The “moral” of the famous problem of the nine points, which we dealt with (and not for the first or last time) last week, is that sometimes, without realizing it, we impose more conditions on ourselves than those established in the approach . In the case at hand, when we see nine points arranged in a grid, we tend to assume that a broken line that joins them will also be enclosed in the grid, or, in other words, that all its vertices will coincide with some of its vertices. the nine points.
In the problem of dividing an obtuse triangle into acute triangles, although it apparently has nothing to do with the previous one, it is common to impose a similar restriction on oneself: in this case, that all the vertices of the acute triangles be points on the perimeter of the obtuse angle, and with this self-imposed condition the division is not possible; but without this unnecessary restriction an obtuse triangle can be divided into… how many acute angles at least?
With respect to the classic of the four equidistant trees, this is what our “featured user” Salva Fuster says: “In the problem of the four trees in which each of them is the same distance from the other three, it seems to me that we have different alternatives depending on the terrain, the shape of the trees and the definition of distance between them. For example, if the terrain is flat and we take the distance between two trees as the distance between their centers of mass, we could have a short (high) tree surrounded by three taller (shorter) ones so that the centers of mass mass of the four trees form a tetrahedron. If the distance between two trees is considered to be the minimum distance between any point of them, we can have four trees at the same distance at different heights, or even simply being in contact with each other”.
The classical solution is that there is a mound on the ground: one of the trees is planted on top of it and the other three around it and at a lower height, so that all four are at the vertices of a regular tetrahedron.
And to form four equilateral triangles with six matches we also have to jump from the plane to space and resort to the tetrahedron; hence its analogy with the problem of trees, with which it apparently has nothing to do.
Although, if the matches are allowed to cross, there is a flat solution. Which is it?
Platonic hypersolids
What if we had to plant five equidistant trees instead of four? In that case we would have to move to the fourth dimension and place the trees (or hypertrees) at the vertices of a pentachoron, the simplest of the four-dimensional regular polytopes (called polychores).
As three-dimensional beings that we are (not counting the temporal dimension or possible extra vestigial dimensions, such as those proposed by string theory), we cannot conceive of four-dimensional bodies, but we can deduce their characteristics.
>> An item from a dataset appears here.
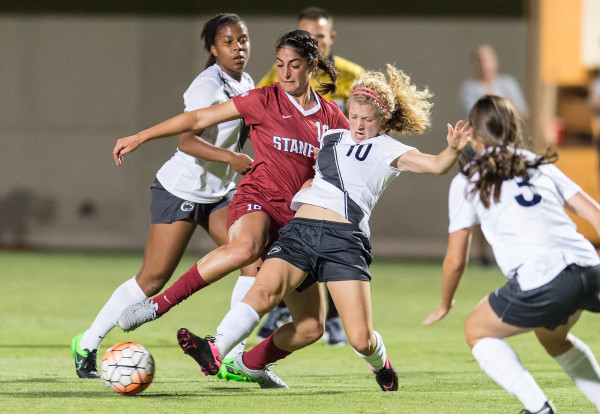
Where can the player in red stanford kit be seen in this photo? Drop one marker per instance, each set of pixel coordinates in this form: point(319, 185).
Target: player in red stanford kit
point(286, 120)
point(283, 136)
We’ll see if it’s true:
How many edges does the pentachoron have? How are their faces and how many are they?
Even more difficult:
A polytope not only has vertices (dimensionless), edges (one-dimensional), and faces (two-dimensional); it also has three-dimensional “cells”, such as the eight cubes that surround (in other words) the hypercube (also called an octachoron or tesseract), whose development Dalí made famous with one of his paintings (Corpus Hypercubus1954).
How many cells does a pentachoron have and what are they like?
In addition to the pentachoron and the hypercube, there are four other four-dimensional regular polytopes, almost as difficult to name as they are to conceive: hexadecachoron, icositetrachoron, hecatonicosachoron, and hexacosichoron. The first five can be considered the four-dimensional analogues of the Platonic solids, while the hexacosichoron, with its 1,200 triangular faces and 600 tetrahedral cells, has no three-dimensional equivalent. Don’t try to draw it.